AYM’den gelen karara dikkat çeken İlke, AYM’nin yargılamanın başında ortaya çıkan müfettiş raporunun, kamu soruşturması kapsamında çok önemli deliller içerdiğini, bunun mutlaka değerlendirilmesi gerektiğini, bu konuda İçişleri Bakanlığı’nın ağır kusurlu olarak incelenmesi gerektiğini ve dosyayı Ankara 6’ıncı idari mahkemesine geri gönderdiğini ifade etti.
‘Sorumluluğun araştırılması gerektiğini söyleyen ilk karardır’

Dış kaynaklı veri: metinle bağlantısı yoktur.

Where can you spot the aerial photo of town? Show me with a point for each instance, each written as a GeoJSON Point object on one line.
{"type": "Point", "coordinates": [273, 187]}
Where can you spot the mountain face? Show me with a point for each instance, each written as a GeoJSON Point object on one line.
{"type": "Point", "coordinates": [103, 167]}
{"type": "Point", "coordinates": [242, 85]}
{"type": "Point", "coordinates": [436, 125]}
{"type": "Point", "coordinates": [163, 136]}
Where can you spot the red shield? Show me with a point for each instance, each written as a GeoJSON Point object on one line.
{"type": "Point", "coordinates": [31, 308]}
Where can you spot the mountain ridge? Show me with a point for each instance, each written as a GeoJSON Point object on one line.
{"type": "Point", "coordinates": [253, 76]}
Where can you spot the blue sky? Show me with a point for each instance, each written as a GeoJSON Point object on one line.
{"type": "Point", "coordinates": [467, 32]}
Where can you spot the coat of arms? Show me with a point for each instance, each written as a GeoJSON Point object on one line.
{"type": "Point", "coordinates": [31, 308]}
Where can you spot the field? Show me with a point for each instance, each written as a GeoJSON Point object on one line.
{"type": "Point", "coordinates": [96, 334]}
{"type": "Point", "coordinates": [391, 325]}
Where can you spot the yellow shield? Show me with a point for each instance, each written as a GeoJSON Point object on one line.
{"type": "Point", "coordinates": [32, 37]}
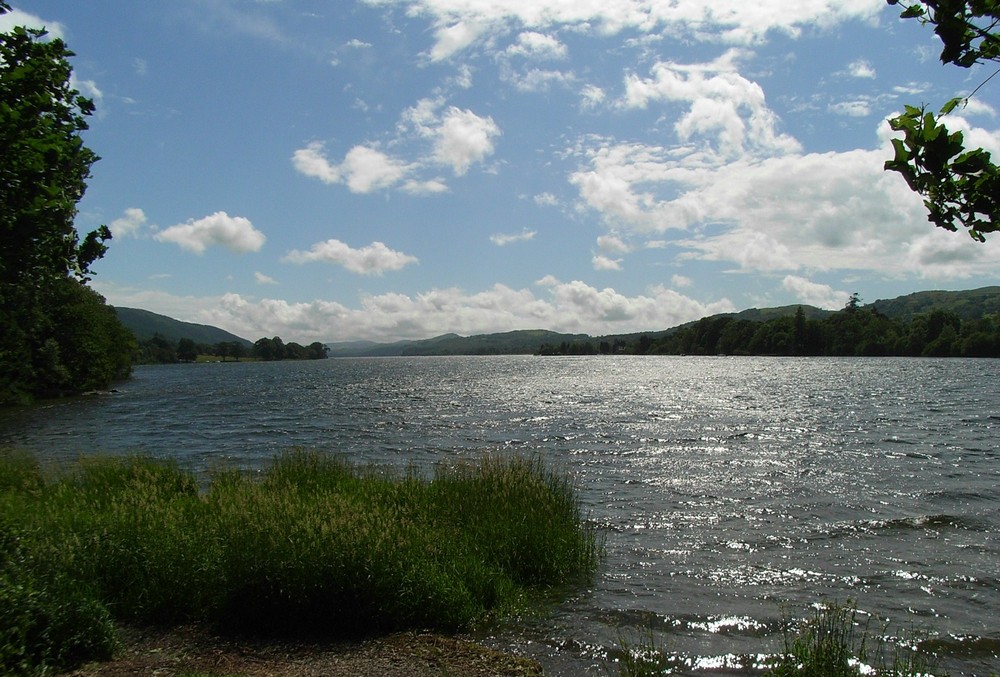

AYM kararının Resmi Gazete’de de yayınlandığını kaydeden İlke şöyle devam etti: “Toplam sorumluluğa karşı direnen yargı pratiği açısından önemli bir kırılma noktası olduğunu düşünüyoruz. Adalet mücadelemiz açısından da önemli bir aşama olduğu kanaatindeyiz. Bunu ve idari mahkemedeki süreci de takip edeceğiz. Kamu görevlilerinin sorumluluğuna ilişkin yaptığımız suç duyuruları da AYM’de. Onların da yakın zamanda sonuçlanmasını bekliyoruz. Yargı direnirken bir yandan da AYM’nin verdiği bu karar olumludur. 6 yıla yaklaşan hukuk mücadelemizde kamu sorumlularının sorumluluğuna işaret eden ve bu sorumluluğun araştırılması gerektiğini söyleyen ilk karardır. Bunu takip edeceğiz. Yargı ve adalet bir mücadele. Ve bu mücadelenin en önemli parçalarından biri 10 Ekim Ankara Katliamı. Salonların dolu olması, adalet talebinin sürekli devam ediyor olması belki de şu an İŞİD’li sanıkların hala tutuklu olmasının sebebidir. Çünkü İŞİD’liler ülkenin her yerinde tahliye edildiler. Toplam sorumlular açısından da inatla adım atmayan bir yargı pratiği var karşımızda. Yargıtay Cumhuriyet Başsavcılığı bu direnci devam ettiriyor ama bu kadar mücadelenin ardından AYM’den başka bir karar gelebildi. Demek ki bir taraf inat ediyor ama bir yandan da AYM kararıyla bir kırılma yaşayabileceğimizi düşünüyoruz.”